Customer Service and War Crimes
The absolute best part of The Walking Trade is the sheer, unhinged freedom it gives you to be a terrible person.
The Refund Policy
This is where the game truly shines. A heavily armed survivor walks into my store. He buys an AK-47. He hands over a massive stack of batteries, which serves as the local currency. He turns to leave. I immediately pull out a lead pipe, beat him to death in the doorway, take the batteries, loot the AK-47 off his corpse, and put the gun right back on the display shelf. It is a flawless business model. The game lets you be a benevolent community pillar or an absolute psychopath.
Managing Reputation
Actions have consequences in this world. If other customers see you committing murder, or if they simply see a dead zombie bleeding out next to the cash register, your shop reputation plummets. A bad reputation means no foot traffic. No foot traffic means bankruptcy. You are constantly juggling the desire to steal high-tier loot with the need to maintain a pristine, welcoming shopping environment. Hauling corpses to the dumpster out back becomes just another part of the retail grind.
Fighting the Engine
I expect a certain level of technical issues from solo-developed indie projects, but you need to know exactly what you are signing up for here.
The Void Boxes
Inventory management is currently the true final boss. You use cardboard boxes to carry multiple items around. This sounds great until the physics engine decides to have a meltdown. If you put more than eight items in a box, go to sleep to save the game, and wake up the next morning, half of your items will simply vanish into the ether. Items clip through the floor. Rare loot drops get stuck in the ceiling. It makes hoarding resources terrifying for all the wrong reasons.
The Save System
The game only saves when your character goes to sleep at the end of the day. If the game crashes, you lose an entire day of grueling, meticulous work.
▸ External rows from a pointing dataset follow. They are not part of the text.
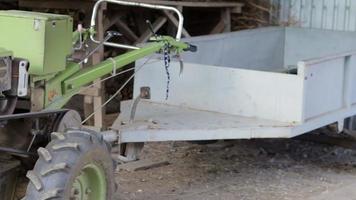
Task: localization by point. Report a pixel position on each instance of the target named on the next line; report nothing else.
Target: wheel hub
(90, 184)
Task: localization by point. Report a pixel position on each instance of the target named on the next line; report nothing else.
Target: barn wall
(325, 14)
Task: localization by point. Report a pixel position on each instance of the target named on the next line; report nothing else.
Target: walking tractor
(37, 79)
(276, 82)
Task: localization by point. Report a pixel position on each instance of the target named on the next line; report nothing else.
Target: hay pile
(256, 13)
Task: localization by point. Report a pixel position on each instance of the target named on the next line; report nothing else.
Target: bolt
(88, 191)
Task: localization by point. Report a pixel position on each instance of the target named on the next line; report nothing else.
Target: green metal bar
(90, 74)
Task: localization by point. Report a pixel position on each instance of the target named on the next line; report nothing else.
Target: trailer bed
(264, 83)
(162, 122)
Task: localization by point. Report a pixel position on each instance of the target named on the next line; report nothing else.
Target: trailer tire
(74, 165)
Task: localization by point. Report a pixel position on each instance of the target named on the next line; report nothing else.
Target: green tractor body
(45, 40)
(37, 78)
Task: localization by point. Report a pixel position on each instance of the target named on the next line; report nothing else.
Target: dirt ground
(275, 169)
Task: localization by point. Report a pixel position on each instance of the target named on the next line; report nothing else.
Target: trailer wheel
(76, 165)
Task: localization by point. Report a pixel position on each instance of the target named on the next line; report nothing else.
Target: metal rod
(138, 4)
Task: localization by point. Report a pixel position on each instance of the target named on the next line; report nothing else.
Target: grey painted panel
(302, 44)
(252, 49)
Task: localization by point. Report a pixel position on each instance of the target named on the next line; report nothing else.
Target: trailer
(276, 82)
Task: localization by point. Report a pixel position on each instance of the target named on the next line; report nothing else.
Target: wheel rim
(90, 184)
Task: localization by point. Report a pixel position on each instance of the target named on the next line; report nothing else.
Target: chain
(167, 61)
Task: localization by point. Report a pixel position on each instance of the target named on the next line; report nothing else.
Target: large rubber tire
(75, 165)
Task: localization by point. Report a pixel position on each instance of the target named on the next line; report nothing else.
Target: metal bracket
(137, 4)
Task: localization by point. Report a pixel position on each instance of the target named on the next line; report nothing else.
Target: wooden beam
(175, 22)
(64, 4)
(156, 25)
(195, 4)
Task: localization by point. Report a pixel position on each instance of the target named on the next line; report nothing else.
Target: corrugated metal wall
(325, 14)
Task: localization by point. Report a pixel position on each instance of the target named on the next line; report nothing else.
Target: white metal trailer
(264, 83)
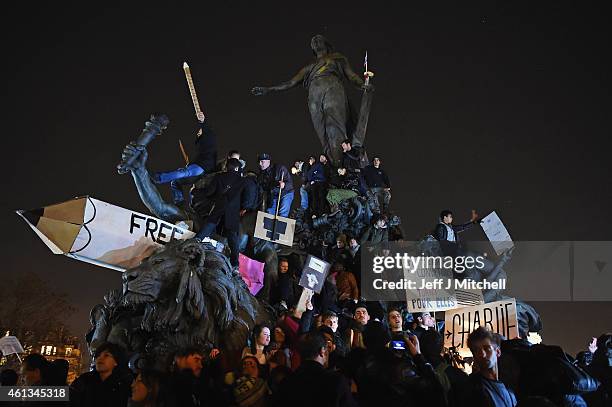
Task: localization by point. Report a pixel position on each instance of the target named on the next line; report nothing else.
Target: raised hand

Re-doing an entire shift of stocking shelves, organizing boxes, and fighting zombies because the engine gave out is a uniquely painful experience.
The Verdict
The Walking Trade has the skeleton of an incredible game. The mix of low poly aesthetics, base building, and retail management hits a very specific itch that few games even attempt to scratch. When everything clicks, it is a blast. But right now, you are fighting the physics engine just as often as the undead. If you have a high tolerance for bugs and love the simulator genre, it is absolutely worth the asking price. Just remember to keep a baseball bat handy for the shoplifters.
Score: 7.0/10 - A brilliant concept held together by duct tape, broken AI, and flying cardboard boxes.
We at NLM received a key for this game for free, this however didn't impact our review in any way.